I tried to create about 5 thousand concurrent clients (non stop sending of data from server to client) connected to my glassfish websocket server. (CPU: Double-Core, 8 GB RAM)
After about 2500 clients were connected the connection time was about 67(!) seconds and I was not able to connect more clients cause of TimeOutException
.
Some facts:
- Thread Pool max size was set to 12.000.
- At the time of first TimeoutException I had 2500 clients and about 2450 Threads. So we speak here about one thread per connection.
- It is not a memory issue!
Then a wrote two simple Websocket Proxy Server in Node.js an golang to handle websocket connections. The data exchange between Proxy Server and glassfish server happen over simple Websocket connection.
Now I was able to create over 5 thousand concurrent clients without problems. The same issue I had with Wildfly 8 and Tomcat 8. Here is the evaluation:
Now my question.
Tyrus is the implementation of Websocket protocol in glassfish and uses java.nio
library under the hood for non blocking I/O.
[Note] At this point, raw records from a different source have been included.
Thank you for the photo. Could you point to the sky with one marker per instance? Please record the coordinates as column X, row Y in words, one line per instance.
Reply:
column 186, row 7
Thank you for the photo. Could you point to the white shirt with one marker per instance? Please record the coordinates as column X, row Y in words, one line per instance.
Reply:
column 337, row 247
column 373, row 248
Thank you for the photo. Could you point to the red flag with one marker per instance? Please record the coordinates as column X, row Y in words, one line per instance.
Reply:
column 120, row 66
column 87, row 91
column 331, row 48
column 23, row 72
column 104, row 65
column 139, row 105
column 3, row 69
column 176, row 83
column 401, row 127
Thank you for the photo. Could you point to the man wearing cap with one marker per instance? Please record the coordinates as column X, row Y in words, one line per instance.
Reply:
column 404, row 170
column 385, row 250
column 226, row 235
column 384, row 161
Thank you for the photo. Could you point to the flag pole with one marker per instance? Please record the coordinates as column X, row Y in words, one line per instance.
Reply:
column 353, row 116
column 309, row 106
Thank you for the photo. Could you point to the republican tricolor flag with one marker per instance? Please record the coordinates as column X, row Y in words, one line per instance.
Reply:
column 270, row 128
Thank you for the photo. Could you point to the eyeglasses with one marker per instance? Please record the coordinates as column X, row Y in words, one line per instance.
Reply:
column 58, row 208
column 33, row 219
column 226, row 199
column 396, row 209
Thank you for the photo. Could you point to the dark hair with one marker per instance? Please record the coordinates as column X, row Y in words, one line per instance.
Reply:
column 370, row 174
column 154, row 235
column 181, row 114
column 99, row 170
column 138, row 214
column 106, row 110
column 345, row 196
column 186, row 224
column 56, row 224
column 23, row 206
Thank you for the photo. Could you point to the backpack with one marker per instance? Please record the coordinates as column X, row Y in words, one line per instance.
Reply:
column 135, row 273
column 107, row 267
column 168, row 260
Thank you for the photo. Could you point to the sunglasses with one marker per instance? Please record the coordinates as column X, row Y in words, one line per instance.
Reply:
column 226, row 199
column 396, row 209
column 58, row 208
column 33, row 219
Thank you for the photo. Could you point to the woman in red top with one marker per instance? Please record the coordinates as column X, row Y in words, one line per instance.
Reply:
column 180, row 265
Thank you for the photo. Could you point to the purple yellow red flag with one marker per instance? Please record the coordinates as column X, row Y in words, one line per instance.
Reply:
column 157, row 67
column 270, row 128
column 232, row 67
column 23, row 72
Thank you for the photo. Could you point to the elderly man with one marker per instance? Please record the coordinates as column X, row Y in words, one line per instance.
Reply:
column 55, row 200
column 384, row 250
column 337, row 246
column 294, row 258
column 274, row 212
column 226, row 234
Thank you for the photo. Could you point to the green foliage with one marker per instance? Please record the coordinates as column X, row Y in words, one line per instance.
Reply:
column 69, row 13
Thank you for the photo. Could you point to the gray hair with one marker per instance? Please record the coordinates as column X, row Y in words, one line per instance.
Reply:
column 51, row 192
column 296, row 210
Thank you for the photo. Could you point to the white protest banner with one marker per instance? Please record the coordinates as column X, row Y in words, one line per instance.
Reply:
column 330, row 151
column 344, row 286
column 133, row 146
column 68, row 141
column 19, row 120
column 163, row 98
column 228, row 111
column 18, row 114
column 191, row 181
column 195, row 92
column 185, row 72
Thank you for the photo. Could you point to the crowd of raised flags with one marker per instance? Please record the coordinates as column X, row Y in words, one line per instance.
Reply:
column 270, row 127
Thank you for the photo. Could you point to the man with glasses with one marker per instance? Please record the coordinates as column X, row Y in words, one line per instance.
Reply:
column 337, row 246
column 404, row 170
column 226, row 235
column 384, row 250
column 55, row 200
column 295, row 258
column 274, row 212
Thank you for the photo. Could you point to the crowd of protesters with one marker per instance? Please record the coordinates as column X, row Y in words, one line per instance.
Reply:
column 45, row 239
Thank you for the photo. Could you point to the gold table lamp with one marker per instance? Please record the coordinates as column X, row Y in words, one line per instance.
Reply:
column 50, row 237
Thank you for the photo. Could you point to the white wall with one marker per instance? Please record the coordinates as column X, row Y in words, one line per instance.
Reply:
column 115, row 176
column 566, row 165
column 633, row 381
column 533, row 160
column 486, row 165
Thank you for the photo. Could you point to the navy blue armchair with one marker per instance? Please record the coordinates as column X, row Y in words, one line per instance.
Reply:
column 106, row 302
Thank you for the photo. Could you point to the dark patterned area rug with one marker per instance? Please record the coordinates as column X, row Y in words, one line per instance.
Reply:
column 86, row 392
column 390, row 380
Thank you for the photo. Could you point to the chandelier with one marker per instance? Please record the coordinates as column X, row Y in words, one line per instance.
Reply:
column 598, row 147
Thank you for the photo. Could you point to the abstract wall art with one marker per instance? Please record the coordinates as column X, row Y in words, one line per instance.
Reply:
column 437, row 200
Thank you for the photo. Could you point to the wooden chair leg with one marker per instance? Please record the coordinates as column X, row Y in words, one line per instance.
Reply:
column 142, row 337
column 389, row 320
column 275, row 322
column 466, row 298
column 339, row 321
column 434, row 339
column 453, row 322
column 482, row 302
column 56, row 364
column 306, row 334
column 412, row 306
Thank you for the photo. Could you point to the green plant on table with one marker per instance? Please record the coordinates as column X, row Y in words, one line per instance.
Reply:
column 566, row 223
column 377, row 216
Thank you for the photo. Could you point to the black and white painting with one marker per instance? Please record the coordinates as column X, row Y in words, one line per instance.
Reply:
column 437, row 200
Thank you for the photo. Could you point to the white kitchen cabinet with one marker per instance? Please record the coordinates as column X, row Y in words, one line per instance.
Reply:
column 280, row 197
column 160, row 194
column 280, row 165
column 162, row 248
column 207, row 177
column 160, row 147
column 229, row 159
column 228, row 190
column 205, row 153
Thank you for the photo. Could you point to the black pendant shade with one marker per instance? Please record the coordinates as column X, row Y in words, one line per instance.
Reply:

So why it has anyway so poor scalability? Or why is the scalability so different. I mean I see no advantages of java.nio
P.S. just scheduling overhead?
EDIT: How to reproduce the issue
Client software for creating and connecting Clients and the Websocket Server are on different PCs.
- Start a glassfish simple echo websocket server. There are about 76 active glassfish threads.
- now connect 2000 clients without initiating any communication, just connect to the server - Idle mode. In my case it there was no problem to do it. Since all clients were connected there were about 80 active threads. Nearly unchanged.
- Using a
Timer
let all your 2000 clients start communication with the websocket server simultaneously. You will notice the amount of threads is now about 2019. The response time is about 6.5 seconds. - Finally try to connect the next 500 clients. The first TimeoutException will occur. Only few clients will be connected.
- Stop simultaneously communication.